Jobs protests continue in France

Demonstrators blocked off a French wholesale market and two mail sorting centres in small, scattered protests today that followed a day of massive marches against a youth jobs plan.

Jobs protests continue in France

Demonstrators blocked off a French wholesale market and two mail sorting centres in small, scattered protests today that followed a day of massive marches against a youth jobs plan.

Unions and student associations have maintained steady pressure on the conservative government for weeks, demanding the withdrawal of the law that would make it easier for employers to hire and fire young workers. Demonstrations yesterday drew about 1 million people, police said.

Today, protesters in the western city of Nantes stopped traffic around the city’s wholesale meat and produce market for about three hours. In south-western Toulouse, students blocked mail trucks outside two sorting centres to try to disrupt postal delivery.

Most of yesterday’s marches were peaceful, although hooligan violence at the end of the largest demonstration, in Paris, dominated television coverage.

Several hundred youths ripped up street signs and park benches and hurled stones and chunks of paving at police.

The police responded with tear gas and rubber pellets and made repeated charges, carrying away those they arrested.

Police said they took 383 people into custody in Paris, where 30 people and four police officers also suffered slight injuries. Another 243 were arrested elsewhere in France.

As before, the violence appeared to involve many youths from Paris’ tougher suburbs, as well as political extremists.

“It is giving them too much credit to ascribe an ideology to them. These are just hoodlums, who come to break and pillage. I’m not sure there is an ideology behind all this,” said Interior Minister Nicolas Sarkozy.

Youths also smashed store windows, bus shelters and clashed with police in Rennes in north-west France, while store windows, cars and telephone boxes were damaged in Lille in the north-east.

Police said more than 1 million people poured into the streets in 268 marches across the country, including 84,000 in Paris. Union organisers put the figure in the capital at 700,000 – and 3 million nationwide.

It was the second Tuesday running that unions and student groups mobilised such numbers, even as renewed nationwide strikes lost a little steam compared to a week earlier.

Strikers again shut down the Eiffel Tower, but mail was delivered, more planes and trains were running, fewer teachers stayed off the job and there were fewer disruptions to daily life. The education minister said fewer high schools were closed or disrupted by protesters.

Students backed by unions have spearheaded ever-larger marches for two months against the law.

French President Jacques Chirac signed it on Sunday, saying it will help France keep pace with the global economy. He offered modifications, but students and unions rejected them.
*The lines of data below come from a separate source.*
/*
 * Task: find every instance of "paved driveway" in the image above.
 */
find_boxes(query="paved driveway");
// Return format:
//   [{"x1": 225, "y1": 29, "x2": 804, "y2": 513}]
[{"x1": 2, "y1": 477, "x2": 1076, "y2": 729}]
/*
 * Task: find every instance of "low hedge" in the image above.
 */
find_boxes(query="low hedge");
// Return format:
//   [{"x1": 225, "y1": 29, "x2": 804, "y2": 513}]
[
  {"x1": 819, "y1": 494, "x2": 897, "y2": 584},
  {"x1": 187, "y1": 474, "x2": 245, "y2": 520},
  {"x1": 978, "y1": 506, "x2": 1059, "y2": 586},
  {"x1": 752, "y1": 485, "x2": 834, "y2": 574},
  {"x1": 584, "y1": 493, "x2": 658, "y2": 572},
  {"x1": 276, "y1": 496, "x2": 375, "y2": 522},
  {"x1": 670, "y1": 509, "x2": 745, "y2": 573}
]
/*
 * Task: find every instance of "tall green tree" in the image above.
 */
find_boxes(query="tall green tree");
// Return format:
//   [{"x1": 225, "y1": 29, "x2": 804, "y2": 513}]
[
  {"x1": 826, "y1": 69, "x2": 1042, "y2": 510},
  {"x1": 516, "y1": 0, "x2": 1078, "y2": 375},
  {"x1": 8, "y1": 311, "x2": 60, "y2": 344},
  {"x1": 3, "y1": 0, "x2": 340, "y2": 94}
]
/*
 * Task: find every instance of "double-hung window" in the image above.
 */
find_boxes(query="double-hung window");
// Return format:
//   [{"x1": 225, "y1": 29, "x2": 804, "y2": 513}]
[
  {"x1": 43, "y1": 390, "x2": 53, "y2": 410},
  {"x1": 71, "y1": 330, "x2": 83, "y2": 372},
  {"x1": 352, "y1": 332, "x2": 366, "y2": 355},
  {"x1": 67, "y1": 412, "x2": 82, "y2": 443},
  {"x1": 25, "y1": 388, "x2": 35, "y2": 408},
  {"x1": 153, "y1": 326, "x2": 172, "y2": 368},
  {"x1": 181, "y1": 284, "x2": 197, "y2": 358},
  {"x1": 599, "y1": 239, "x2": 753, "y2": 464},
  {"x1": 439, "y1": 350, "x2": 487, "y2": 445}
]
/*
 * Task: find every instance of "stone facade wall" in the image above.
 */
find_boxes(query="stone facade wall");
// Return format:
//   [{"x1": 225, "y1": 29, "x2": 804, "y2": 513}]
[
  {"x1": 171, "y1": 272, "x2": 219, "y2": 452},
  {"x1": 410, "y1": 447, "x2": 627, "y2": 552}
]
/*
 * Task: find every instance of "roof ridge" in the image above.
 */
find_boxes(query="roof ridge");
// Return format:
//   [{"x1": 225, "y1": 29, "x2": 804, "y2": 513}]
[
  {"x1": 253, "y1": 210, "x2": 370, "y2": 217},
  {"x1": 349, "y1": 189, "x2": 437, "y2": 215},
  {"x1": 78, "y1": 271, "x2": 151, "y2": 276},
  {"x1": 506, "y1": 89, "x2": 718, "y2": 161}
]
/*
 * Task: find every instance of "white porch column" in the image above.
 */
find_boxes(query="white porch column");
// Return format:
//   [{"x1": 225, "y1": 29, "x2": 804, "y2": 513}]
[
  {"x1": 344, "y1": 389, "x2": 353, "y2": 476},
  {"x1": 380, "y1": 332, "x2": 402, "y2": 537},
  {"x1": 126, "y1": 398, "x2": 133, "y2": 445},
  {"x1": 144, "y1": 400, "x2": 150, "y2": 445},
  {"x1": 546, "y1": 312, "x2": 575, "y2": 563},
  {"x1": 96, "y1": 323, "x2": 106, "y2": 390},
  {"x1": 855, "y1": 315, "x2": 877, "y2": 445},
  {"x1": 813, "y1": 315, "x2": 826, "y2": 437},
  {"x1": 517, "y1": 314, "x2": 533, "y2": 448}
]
In a sign that the impasse might be easing, major unions agreed to talks today with members of Chirac’s party charged with drawing up his proposed modifications to the jobs law, although labour leaders also said they would hold firm on their demand to scrap the law.

Prime Minister Dominique de Villepin championed the disputed “first job contract” to stem chronic youth unemployment rates, which run at 22 percent and as high as 50 percent among youths in some depressed, heavily immigrant neighbourhoods hit by weeks of riots last year.

Villepin maintains the measure would encourage hiring by giving employers greater flexibility, allowing them to fire workers under 26 if things don’t work out in their first two years on a job.

Critics say it threatens France’s hallmark labour protections, and the crisis has severely damaged Villepin’s political reputation.